A family from Great Britain is the cynosure at the Kitefoil Racing competitions on the Katara Beach.
Stephanie Bridge With Her Two Sons, Oliver (right) And Guy Soon After The Men’s And Women’s Kitefoil Racing Competitions On The Katara Beach
Stephanie Bridge with her two sons, Oliver (right) and Guy soon after the men’s and women’s Kitefoil Racing competitions on the Katara Beach. IQ Photo: Vinod Divakaran

A mother and her two sons, all three of them athletes supreme and taking part in an international competition – that’s something rare in the world of sport. And that was exactly what was on view at the Katara Beach in the Kitefoil Racing competitions.

Stephanie Bridge and her two sons – Oliver and Guy – from Great Britain took part in the men’s and women’s competitions tackling the windy conditions in the late afternoon on the waters off the Katara Beach. Stephanie is a five-time Kite World champion while Oliver is the 2016 European Race champion and his brother Guy is a former World Youth Freestyle champion.

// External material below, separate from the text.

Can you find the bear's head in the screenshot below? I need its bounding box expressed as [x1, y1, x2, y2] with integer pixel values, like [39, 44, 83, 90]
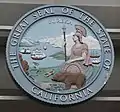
[52, 73, 65, 82]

So, what prompted the family to get into Kitefoil Racing? “It’s all my father’s fault really,” said Stephanie whose father Spud Rowsell was a sailor. “He got me into sailing at a very young age and then I switched from sailing to wind surfing and to Kitefoil Racing. My sons followed me into it,” she added.

The elder of her two sons, 22-year-old Oliver, said, “We live near the beach and the water and of course my mother was into it, so we naturally took up the sport.”

Twenty-year-old Guy, who incidentally finished second in Race 1 on Sunday, said, “The sport involves a lot of speed and I like that. My brother and I used to go racing whenever it was windy at a very young age and then we started taking part in competitions”.

The family lives in East Devon, a small town in Devon in England. “It’s a very pretty town and it’s also very wet. The weather is actually really great for Kitefoil Racing,” said Stephanie.

Although Stephanie has been instrumental in getting the boys into Kitefoil Racing, she is not their coach.

“I am more of a mentor, someone off whom they can bounce their ideas,” she said. And the role of mentor involved accompanying them to competitions in their early years in the sport but not so much now. “They are very independent and can manage on their own now,” she said.

At the moment the Bridges are a force to reckon with at the international level, but Stephanie said with the sport getting the nod for the 2024 Paris Olympics, it is bound to become more competitive.

“The sport is definitely growing and the competitions will get tougher in the future. It’s very difficult to predict whether Oliver or Guy will excel or even continue in the sport. They are very young and they need to really want to be in the sport. Maybe one of them will continue and the other won’t,” she said.

Whether Paris 2024 will see the family compete together again remains to be seen. For now though, the Bridges are creating waves in more ways than one.